Countries across the world are looking for ways to provide better access to health care for its residents. In America, the Obama Administration attempted to alleviate this problem by introducing the Affordable Care Act (ACA), which would require every citizen to obtain and maintain health insurance or otherwise face tax penalties that rise each year. To accomplish this, the law included tax incentives and changes to coverage options to make coverage affordable for all Americans. It also opened up the door to more affordable health plan options inside of what’s known as the federal marketplace and, in some states, expanded eligibility for Medicaid.
However, in other countries, health care is managed a bit differently.
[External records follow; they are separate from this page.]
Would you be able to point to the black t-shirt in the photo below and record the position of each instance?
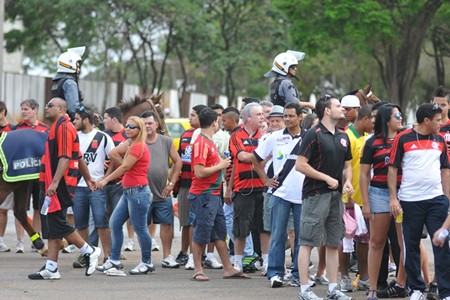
(327, 153)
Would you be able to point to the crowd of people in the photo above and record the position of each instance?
(348, 179)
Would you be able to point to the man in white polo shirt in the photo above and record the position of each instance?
(283, 146)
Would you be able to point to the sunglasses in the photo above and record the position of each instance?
(131, 126)
(50, 105)
(398, 116)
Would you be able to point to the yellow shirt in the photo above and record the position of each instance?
(356, 145)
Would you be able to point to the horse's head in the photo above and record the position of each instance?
(366, 96)
(137, 105)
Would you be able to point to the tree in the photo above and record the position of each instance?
(391, 32)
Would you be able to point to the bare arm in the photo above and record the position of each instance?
(394, 204)
(303, 167)
(364, 180)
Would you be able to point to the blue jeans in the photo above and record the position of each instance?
(86, 200)
(134, 204)
(228, 210)
(432, 213)
(279, 219)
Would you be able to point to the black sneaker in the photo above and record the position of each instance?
(433, 292)
(393, 291)
(182, 258)
(80, 263)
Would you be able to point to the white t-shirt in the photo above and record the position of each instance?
(94, 159)
(283, 147)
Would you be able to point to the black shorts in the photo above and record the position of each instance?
(55, 225)
(248, 214)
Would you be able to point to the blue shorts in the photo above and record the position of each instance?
(85, 201)
(379, 200)
(161, 212)
(209, 223)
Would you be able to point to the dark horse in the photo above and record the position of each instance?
(137, 105)
(33, 142)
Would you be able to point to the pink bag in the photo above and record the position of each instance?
(350, 225)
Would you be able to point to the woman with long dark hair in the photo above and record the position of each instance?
(136, 199)
(375, 194)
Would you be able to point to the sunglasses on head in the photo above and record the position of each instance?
(131, 126)
(398, 116)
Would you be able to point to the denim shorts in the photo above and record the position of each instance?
(209, 223)
(85, 201)
(322, 220)
(161, 212)
(379, 200)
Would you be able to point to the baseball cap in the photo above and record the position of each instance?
(277, 111)
(350, 101)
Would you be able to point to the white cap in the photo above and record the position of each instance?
(350, 101)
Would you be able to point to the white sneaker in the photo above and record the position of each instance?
(417, 295)
(142, 268)
(19, 247)
(4, 248)
(190, 264)
(155, 245)
(92, 260)
(44, 273)
(169, 262)
(212, 263)
(129, 246)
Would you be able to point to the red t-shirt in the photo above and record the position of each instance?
(206, 154)
(137, 175)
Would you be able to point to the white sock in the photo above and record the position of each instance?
(51, 265)
(238, 261)
(304, 287)
(86, 249)
(331, 286)
(265, 258)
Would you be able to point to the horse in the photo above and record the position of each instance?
(365, 95)
(137, 105)
(33, 142)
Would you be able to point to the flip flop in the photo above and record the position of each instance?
(238, 275)
(196, 275)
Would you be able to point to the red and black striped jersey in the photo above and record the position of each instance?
(185, 152)
(117, 137)
(376, 153)
(421, 158)
(40, 126)
(63, 142)
(246, 179)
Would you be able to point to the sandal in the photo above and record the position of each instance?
(371, 295)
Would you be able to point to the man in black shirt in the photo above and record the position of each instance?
(323, 156)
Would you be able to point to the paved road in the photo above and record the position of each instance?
(163, 284)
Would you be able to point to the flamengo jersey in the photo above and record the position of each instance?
(421, 157)
(246, 180)
(376, 154)
(284, 148)
(205, 153)
(97, 154)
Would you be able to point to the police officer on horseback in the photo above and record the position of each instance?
(282, 89)
(65, 81)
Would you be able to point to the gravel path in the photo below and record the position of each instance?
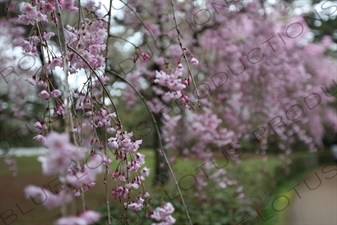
(315, 202)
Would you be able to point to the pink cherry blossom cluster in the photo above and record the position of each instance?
(129, 174)
(11, 162)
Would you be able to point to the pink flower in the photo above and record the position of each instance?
(40, 138)
(55, 93)
(145, 172)
(57, 61)
(44, 94)
(194, 61)
(40, 126)
(145, 56)
(47, 7)
(31, 80)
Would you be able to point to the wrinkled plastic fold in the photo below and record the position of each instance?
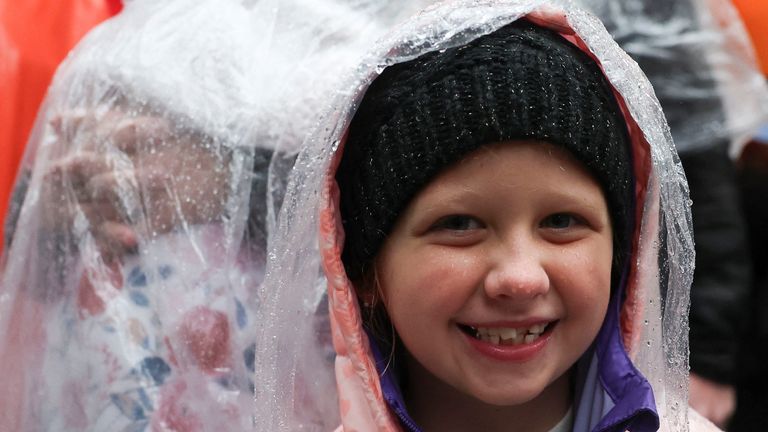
(136, 240)
(662, 271)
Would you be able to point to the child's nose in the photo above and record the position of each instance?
(517, 275)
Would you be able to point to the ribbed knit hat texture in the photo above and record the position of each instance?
(421, 116)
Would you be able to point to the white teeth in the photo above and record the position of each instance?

Canada, South Africa and South Korea are some of the countries that have adopted the National Health Insurance model, also known as Statutory Health Insurance.
National Health Insurance is a legally enforced program that helps to insure the entire population of a nation against health care costs. There are various ways this is funded, such as through the private sector, public sector or a combination of the two. The country and the program varies to determine how the mechanisms are funded.
This isn’t to be confused with a government-financed or government-run health care system (such as Medicare in the US), however it is normally established through national legislation. In areas like the UK and Australia, contributions for Medicare and the National Health Service comes from general taxation, so it’s not an optional expense. In other countries, people have a choice of where their contributions go. There are numerous insurance funds to choose from with varying rates and each individual can choose which insurance fund their money goes into.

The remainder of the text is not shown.